Sunderland 2-2 Everton: great attacking game

November 23, 2010

The starting line-ups

A topsy-turvy game that ended with a result that reflects the balance of play.

Sunderland made two changes from last weekend’s shock win at Stamford Bridge: Darren Bent replaced Asamoah Gyan and Anton Ferdinand replaced Titus Bramble in straight swaps.

There were no surprises in the Everton side – it was the usual 4-4-1-1 with Johnny Heitinga in midfield alongside Mikel Arteta. Phil Neville and Seamus Coleman continued in tandem down the right.

First and foremost, this was a very good game. Both came out and played good passing football, looked to attack, and the game was open and attractive throughout.

Everton left side

As has been obvious so often this season, Everton’s left side is both their biggest strength going forward, and their biggest weakness defensively. Steven Pienaar’s tendency to drift inside allows Leighton Baines forward on the overlap, something he did to great effect early on, crossing for a trademark Tim Cahill header. His advance down the left also created Everton’s second best chance of the first half (another Cahill header) when he first won and then took a corner from the left. Eventually, he got a second assist too – since his pass to Mikel Arteta resulted in the Spaniard finishing via a deflection late on.

It’s interesting that Sunderland chose to switch their wingers for this game – that is, compared to the Chelsea game where Kieran Richardson played on the right, and Bolo Zenden on the left. In that game, Ashley Cole was pinpointed as such a big danger from full-back that Richardson was given a man-marking role, tracking Cole up and down the line all game. Perhaps Baines’ attacking qualities mean that he was deserving of similar treatment.

However, Pienaar also tends to neglect his defensive duties, and so Sunderland’s first goal coming down that side was not a huge surprise. Zenden did very well on the right to take the ball past Pienaar, then get a ball in towards Danny Welbeck, who slid in the cross.

It is also notable that Welbeck’s second goal – an excellent flicked header from Richardson’s cross – also came from the Everton left, although since this was following a corner it’s perhaps harsh to include this as further criticism of the players on that side of the pitch.

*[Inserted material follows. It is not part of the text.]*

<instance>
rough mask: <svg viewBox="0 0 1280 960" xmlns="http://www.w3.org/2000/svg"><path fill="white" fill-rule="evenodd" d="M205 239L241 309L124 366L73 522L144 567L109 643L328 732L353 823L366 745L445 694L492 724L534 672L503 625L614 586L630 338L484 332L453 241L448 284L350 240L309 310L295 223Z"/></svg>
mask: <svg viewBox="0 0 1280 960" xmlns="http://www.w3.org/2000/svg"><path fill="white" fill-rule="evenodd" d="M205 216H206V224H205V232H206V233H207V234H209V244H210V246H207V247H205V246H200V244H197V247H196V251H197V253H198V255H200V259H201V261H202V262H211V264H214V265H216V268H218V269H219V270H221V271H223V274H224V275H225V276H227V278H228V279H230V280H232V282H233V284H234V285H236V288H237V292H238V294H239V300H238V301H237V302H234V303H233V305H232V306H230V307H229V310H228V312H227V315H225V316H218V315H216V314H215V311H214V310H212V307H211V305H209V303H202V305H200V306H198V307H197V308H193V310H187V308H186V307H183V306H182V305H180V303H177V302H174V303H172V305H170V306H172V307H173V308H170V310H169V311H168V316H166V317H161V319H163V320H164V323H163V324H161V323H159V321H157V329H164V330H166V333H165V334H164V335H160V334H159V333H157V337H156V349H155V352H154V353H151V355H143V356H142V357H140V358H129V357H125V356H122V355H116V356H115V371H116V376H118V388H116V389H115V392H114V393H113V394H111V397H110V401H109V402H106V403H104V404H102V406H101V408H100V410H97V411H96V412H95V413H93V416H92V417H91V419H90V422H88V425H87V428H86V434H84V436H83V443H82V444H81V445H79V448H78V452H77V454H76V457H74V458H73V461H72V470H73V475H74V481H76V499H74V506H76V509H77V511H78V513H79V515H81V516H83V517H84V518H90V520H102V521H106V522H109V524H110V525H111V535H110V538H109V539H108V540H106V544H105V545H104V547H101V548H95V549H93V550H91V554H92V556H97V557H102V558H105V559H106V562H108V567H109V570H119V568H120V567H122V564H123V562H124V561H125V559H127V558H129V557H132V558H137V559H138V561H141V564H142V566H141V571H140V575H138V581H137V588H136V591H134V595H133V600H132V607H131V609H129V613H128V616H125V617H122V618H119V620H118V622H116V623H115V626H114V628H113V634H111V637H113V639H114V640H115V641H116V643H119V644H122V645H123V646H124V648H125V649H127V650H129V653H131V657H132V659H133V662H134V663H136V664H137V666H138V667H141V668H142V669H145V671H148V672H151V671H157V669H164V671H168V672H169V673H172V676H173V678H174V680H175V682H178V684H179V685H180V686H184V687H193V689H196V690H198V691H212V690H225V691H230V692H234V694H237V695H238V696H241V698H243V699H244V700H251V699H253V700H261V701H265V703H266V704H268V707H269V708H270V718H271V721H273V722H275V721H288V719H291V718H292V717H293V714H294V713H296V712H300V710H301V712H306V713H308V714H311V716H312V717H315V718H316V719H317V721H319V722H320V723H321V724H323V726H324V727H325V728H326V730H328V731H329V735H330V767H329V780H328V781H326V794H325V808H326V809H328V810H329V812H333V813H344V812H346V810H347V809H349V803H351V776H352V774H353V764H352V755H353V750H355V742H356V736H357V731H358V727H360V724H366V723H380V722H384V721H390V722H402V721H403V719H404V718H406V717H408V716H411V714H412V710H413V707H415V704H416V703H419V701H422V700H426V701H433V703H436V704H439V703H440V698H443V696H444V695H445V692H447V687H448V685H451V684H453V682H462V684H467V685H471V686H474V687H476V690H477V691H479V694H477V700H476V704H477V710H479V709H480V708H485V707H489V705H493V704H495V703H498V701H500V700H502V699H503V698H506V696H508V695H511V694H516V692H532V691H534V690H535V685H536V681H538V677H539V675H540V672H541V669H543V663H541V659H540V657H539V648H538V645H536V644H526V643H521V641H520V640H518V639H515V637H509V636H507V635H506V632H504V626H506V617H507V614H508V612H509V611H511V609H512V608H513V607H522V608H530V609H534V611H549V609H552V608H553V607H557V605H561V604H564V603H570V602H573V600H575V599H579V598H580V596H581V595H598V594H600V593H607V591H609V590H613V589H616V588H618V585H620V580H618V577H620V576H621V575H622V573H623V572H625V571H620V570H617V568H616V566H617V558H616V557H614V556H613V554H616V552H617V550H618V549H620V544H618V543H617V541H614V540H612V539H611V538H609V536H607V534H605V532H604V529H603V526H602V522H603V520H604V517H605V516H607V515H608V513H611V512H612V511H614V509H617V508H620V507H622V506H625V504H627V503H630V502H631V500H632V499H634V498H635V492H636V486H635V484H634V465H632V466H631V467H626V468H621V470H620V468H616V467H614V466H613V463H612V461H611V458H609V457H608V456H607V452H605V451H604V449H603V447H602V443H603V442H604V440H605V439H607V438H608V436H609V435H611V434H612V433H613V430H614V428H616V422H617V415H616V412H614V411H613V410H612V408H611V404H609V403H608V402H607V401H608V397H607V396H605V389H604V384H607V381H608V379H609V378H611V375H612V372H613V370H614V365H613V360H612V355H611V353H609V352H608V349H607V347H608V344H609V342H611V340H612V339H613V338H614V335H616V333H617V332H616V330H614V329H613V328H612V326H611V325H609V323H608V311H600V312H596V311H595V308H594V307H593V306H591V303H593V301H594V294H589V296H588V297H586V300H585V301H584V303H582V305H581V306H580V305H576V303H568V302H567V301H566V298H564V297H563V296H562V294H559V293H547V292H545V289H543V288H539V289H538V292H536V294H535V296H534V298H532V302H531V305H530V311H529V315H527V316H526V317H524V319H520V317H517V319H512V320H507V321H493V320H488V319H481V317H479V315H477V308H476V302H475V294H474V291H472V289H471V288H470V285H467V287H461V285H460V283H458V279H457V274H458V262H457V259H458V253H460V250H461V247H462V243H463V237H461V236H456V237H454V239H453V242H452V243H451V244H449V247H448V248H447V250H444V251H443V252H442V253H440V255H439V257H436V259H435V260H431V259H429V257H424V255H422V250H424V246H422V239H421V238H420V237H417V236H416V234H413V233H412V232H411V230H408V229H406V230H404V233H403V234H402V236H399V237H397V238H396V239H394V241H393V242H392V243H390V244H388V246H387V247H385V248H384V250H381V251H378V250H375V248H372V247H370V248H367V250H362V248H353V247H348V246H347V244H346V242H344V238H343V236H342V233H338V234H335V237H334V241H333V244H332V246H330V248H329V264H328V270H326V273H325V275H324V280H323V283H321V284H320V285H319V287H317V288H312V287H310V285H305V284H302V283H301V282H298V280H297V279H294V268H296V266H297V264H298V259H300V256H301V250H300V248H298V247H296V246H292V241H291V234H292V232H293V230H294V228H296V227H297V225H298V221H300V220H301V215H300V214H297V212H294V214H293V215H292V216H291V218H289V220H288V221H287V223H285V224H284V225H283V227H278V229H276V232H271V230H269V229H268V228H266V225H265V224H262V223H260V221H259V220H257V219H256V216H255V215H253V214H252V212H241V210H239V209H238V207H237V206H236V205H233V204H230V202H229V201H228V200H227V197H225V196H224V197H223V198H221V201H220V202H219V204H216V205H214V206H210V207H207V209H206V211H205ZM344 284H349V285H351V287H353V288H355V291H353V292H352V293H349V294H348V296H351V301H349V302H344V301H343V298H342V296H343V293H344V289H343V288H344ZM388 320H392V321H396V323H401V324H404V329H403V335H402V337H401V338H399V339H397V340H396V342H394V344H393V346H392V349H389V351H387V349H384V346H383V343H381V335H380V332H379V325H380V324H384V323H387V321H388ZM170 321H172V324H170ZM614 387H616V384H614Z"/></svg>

The Chalkboard below shows that Baines got forward to good effect, but Pienaar didn’t offer him much defensive protection.


by Guardian Chalkboards

Sunderland pressing

Like last week against Chelsea, Sunderland pressed Everton vigorously in midfield, which disrupted the away side’s passing game. Sunderland have a young, energetic side and this style of play suits them without the ball. There was also more variation between their strikers than last week – one of them, usually Welbeck, would drop into midfield out of possession, picking up one of Everton’s midfielders, often Mikel Arteta. Arteta wasn’t a particularly big influence on the game, despite his late goal, and misplaced more passes than usual.

However, it also meant that Jordan Henderson was more concerned with closing down the opposition than performing well on the ball, and he had a quiet game.

Welbeck on form

The game’s best player was Welbeck, who scored two well-taken goals, played his tactical role nicely, and also showed good link-up play throughout the game, completing 24 from 26 passes, below. The debate about Sunderland is whether Gyan and Bent will be able to play together, but at the moment Welbeck should be part of that discussion too, especially since he is capable of playing on the flank, playing in an out-and-out striking role (as against Chelsea) and playing just off a main striker here.


by Guardian Chalkboards

The key to the openness of the game, however, was that both sides played to their own strengths, and that respect it wasn’t a fascinating ‘tactical’ battle. One exception to this was that Zenden tracked Baines much better in the second half, possibly after being asked to play deeper by Steve Bruce.

Everton went 4-4-2 late on, bringing on Yakubu and Jermaine Beckford – Everton did get their equaliser and so credit should to go Moyes for putting on an extra attacker, although the goal did not stem directly from the change in shape – indeed if anything, Arteta should have been playing in a deeper role, since Heitinga had departed.

Conclusion

The left side remains the big talking point from Everton’s point of view. It might be worth David Moyes shifting his midfield two, so that the more defensive central midfielder is to the left, to give that extra bit of protection to Baines. The right side, with Coleman covering Neville, is much more secure.

Sunderland look better when playing this high pressing game in the centre of midfield. They are a very young side, so playing an energetic style of football suits them, and winning the ball high up the pitch and constructing quick mini-counter-attacks seems to favour their forwards too.